Dynamic range chart losing its dynamism..??

P

philcud

Help,

have set up a named range using offset for the desired chart range,
this is a contiguous range with series in rows and the series names in
the first column (i can do without the xaxis labels for now)

the number of series is high, frm 20 - 150 ish (below the 256 max)

i create a stacked are using a nondynamic range that looks as i want

then right click on chart, source data, type in data range the sheet
name and name range.

Thant works, gives me the data i want

But when i go back to the chart to review the source datam it loses
the formula and just gives me the 'hard-coded' range.

Any ideas on how to give my dynamic chart some dynamism??
 
P

philcud

Help,

have set up a named range using offset for the desired chart range,
this is a contiguous range with series in rows and the series names in
the first column (i can do without the xaxis labels for now)

the number of series is high, frm 20 - 150 ish (below the 256 max)

i create a stacked are using a nondynamic range that looks as i want

then right click on chart, source data, type in data range the sheet
name and name range.

Thant works, gives me the data i want

But when i go back to the chart to review the source datam it loses
the formula and just gives me the 'hard-coded' range.

Any ideas on how to give my dynamic chart some dynamism??

BTW Excel 2003
 
J

Jon Peltier

The data range does not work dynamically like this. It will convert the name
into an address.

You can apply a dynamic range for the X and Y values of each series, tedious
to set up for so many series, but robust and dynamic.

Or you could do some kind of macro that updates the data range. Assuming the
name is "ChartDataRange" and the chart is the only one on the worksheet,
right click on the sheet tab and select View Code. This pops up the code
module for the sheet. In the left dropdown at the top of the module's
window, select Worksheet. In the right dropdown, select Change. Now you have
the following two empty event procedures:

Private Sub Worksheet_Change(ByVal Target As Range)

End Sub

Private Sub Worksheet_SelectionChange(ByVal Target As Range)

End Sub

You can delete the Worksheet_SelectionChange procedure. Copy the middle of
the following and paste it into your Worksheet_Change procedure:

Private Sub Worksheet_Change(ByVal Target As Range)
If Not Intersect(Target, Me.Range("ChartDataRange")) Is Nothing Then
Me.ChartObjects(1).Chart.SetSourceData
Source:=Me.Range("ChartDataRange")
End If
End Sub

Whenever the worksheet changes, it runs this procedure.

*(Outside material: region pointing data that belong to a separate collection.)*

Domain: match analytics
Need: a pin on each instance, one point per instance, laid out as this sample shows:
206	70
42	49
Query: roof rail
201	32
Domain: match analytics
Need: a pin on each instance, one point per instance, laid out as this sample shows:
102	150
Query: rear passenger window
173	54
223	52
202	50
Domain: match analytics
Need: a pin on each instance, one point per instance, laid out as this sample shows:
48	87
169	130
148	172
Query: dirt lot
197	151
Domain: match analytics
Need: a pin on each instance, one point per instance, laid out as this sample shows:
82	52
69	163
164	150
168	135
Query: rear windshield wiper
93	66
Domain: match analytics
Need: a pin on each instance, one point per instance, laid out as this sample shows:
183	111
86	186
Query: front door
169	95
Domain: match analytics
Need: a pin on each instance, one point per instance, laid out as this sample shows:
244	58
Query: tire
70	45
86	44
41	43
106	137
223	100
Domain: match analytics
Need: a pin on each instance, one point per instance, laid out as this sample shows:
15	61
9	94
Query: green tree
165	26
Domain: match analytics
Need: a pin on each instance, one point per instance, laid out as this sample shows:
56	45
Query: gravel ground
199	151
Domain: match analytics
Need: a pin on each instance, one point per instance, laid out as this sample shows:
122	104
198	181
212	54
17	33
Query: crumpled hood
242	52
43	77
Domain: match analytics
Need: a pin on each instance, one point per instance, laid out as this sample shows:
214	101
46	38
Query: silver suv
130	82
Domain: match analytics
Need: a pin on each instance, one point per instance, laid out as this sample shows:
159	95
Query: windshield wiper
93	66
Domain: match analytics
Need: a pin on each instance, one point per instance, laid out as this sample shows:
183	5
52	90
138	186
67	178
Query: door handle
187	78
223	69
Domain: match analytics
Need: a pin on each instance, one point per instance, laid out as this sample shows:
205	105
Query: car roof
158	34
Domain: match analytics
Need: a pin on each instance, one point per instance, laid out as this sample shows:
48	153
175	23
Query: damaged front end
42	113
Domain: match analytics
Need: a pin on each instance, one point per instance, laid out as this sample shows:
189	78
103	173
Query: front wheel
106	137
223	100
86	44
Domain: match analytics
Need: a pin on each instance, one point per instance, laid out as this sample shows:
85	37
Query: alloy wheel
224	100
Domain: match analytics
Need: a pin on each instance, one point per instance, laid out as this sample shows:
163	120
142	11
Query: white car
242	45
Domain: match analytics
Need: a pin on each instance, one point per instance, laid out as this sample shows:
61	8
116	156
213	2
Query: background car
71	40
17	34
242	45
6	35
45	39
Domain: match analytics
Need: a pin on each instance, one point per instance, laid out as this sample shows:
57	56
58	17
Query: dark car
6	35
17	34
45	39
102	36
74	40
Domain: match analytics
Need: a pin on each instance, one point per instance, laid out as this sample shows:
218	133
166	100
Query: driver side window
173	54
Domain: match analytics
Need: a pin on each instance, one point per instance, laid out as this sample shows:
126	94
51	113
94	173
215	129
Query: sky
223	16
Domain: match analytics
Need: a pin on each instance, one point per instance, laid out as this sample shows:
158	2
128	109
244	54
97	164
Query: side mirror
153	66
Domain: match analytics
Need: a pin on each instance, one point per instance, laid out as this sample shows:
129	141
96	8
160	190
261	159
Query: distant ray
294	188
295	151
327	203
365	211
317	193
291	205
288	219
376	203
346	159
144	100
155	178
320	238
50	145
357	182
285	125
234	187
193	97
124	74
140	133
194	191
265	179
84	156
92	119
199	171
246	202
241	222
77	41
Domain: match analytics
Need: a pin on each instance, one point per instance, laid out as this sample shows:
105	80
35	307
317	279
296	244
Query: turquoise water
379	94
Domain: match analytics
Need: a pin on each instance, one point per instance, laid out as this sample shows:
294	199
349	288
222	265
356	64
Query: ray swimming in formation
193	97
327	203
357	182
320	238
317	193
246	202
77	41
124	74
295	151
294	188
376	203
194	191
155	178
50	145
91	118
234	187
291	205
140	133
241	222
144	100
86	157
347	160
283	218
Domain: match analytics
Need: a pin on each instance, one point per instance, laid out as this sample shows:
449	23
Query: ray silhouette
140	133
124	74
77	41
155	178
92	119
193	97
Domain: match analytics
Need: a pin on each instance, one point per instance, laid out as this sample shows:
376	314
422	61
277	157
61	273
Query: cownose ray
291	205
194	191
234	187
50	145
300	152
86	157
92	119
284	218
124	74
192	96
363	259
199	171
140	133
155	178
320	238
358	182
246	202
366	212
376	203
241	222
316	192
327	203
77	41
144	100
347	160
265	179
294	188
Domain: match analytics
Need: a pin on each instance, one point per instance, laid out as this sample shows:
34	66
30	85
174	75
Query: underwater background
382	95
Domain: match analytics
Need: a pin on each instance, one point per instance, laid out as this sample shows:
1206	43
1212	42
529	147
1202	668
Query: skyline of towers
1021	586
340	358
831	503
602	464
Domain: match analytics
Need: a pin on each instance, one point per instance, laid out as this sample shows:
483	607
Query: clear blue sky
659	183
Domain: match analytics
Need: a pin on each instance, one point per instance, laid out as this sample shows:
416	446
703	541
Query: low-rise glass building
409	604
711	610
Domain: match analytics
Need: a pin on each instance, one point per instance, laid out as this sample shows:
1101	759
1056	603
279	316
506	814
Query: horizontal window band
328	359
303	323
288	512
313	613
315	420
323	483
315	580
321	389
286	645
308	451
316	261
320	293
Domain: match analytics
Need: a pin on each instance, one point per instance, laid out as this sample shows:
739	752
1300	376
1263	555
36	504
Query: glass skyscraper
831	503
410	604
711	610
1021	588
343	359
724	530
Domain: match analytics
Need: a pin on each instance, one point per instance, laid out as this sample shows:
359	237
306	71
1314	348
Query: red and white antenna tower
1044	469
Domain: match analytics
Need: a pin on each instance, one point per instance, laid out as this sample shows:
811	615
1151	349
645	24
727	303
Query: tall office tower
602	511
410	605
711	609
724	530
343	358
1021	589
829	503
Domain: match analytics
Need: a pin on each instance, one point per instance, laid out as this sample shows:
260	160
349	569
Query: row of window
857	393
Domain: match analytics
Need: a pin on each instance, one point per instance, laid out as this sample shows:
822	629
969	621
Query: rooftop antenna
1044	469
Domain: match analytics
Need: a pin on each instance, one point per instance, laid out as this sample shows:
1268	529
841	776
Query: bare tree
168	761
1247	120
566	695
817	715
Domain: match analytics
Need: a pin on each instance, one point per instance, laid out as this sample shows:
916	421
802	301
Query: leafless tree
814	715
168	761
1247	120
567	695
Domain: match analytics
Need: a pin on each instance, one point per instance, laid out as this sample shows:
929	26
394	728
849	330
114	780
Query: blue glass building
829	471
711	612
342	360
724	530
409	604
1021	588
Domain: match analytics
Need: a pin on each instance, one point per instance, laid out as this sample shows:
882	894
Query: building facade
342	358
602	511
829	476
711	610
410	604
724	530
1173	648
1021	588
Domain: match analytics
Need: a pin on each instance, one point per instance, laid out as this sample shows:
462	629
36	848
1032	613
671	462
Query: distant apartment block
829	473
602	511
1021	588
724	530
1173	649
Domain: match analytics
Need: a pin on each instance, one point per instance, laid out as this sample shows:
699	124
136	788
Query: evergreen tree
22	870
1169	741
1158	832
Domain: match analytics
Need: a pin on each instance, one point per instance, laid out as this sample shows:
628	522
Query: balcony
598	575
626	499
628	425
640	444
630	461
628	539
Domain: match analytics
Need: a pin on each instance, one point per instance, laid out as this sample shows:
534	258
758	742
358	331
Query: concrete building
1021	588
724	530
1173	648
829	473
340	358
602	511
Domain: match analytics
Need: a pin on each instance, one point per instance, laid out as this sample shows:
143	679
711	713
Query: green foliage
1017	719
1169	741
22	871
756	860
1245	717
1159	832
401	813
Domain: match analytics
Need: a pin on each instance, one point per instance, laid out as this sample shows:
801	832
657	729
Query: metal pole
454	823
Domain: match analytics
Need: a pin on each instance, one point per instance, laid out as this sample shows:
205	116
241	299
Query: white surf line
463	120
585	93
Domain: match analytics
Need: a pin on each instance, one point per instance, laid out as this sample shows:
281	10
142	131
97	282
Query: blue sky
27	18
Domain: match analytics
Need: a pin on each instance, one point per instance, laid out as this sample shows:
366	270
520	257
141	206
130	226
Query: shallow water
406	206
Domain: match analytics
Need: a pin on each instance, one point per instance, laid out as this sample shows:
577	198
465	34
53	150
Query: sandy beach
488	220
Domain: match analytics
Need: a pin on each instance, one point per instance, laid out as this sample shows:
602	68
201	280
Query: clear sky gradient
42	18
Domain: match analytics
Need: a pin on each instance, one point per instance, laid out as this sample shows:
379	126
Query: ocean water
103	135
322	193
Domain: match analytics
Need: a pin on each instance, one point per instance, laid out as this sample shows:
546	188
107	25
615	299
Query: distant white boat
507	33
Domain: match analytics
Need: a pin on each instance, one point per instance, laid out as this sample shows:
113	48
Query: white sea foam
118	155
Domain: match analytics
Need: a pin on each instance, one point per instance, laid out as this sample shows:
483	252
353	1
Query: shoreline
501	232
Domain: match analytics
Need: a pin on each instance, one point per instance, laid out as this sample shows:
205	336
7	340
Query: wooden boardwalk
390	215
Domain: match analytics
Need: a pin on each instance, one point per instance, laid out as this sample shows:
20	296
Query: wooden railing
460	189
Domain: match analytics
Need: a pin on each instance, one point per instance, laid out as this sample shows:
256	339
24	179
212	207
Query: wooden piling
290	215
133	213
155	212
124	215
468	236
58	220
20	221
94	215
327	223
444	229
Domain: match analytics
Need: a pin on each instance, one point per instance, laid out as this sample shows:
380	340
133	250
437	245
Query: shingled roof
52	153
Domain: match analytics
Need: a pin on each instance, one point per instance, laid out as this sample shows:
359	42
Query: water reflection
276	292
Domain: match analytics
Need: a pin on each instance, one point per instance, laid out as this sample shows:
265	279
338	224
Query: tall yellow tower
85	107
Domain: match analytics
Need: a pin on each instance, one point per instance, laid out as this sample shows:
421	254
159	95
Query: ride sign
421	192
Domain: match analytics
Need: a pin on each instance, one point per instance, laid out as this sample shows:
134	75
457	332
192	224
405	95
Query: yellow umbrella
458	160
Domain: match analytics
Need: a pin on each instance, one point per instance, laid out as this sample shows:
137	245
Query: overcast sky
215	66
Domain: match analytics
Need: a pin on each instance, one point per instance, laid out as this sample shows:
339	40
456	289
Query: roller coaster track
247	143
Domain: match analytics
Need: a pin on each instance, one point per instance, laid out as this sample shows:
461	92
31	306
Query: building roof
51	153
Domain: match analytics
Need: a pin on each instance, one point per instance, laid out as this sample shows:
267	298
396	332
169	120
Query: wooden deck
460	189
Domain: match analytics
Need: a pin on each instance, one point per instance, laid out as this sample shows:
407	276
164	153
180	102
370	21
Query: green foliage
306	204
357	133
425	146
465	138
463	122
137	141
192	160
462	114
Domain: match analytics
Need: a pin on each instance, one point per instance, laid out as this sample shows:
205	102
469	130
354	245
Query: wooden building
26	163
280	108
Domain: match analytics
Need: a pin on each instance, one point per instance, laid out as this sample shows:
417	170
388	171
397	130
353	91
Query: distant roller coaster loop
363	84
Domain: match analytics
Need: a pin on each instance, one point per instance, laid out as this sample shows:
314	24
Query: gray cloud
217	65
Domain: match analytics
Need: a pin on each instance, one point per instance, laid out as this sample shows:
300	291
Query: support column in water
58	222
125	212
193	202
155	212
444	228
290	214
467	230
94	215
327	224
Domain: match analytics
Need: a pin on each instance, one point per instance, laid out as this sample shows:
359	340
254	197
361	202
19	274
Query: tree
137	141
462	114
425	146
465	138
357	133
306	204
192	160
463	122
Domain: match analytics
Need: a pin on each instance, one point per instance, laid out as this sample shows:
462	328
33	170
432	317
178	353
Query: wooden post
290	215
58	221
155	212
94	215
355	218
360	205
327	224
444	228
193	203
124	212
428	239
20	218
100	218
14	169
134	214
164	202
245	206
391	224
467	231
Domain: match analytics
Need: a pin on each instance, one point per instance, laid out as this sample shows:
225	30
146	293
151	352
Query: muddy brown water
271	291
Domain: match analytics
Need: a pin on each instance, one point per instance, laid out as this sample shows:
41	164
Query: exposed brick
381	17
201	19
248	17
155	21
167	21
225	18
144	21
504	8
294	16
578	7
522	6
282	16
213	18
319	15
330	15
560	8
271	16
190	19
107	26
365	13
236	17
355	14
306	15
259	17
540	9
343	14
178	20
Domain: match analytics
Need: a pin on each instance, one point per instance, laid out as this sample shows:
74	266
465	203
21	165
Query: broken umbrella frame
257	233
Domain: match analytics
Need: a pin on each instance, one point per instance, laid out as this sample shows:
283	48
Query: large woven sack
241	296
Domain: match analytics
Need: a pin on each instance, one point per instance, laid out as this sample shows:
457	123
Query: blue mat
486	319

If the Target (the
changed cell) is included in ChartDataRange, the chart's source data range
is redefined as ChartDataRange.

- Jon
 
P

philcud

Cheers,

looks like i've misunderstood the dynamic part - perhaps a feature
request for a future version of excel??

TY
 
J

Jon Peltier

You're better off learning to do it within the constraints of Excel, than
waiting for a feature request to be fulfilled. If the new feature came out
tomorrow, (a) it would work differently than you would have expected, and
(b) it would be ten years before everyone using your workbook will have
upgraded.

- Jon
 
G

Guest

The simplest way I know to create "dynamic" charts is to create the chart
with a macro. Then all you have to do is have the specfic data page showing
and run the macro, and waza, a chart is born (or perhaps click the top left
cell of the "table". You can record many features in the macro, like
discovering the number of rows, the number of columns (with end down and end
right macro instructions), and use a loop to explicitly define the series
properly. I have found that Microsoft's built in discovery isn't reliable
enough.

For existing charts, I have the chart showing/on top, and then run a macro
and the chart gets formatted or "updated" with its "new" data.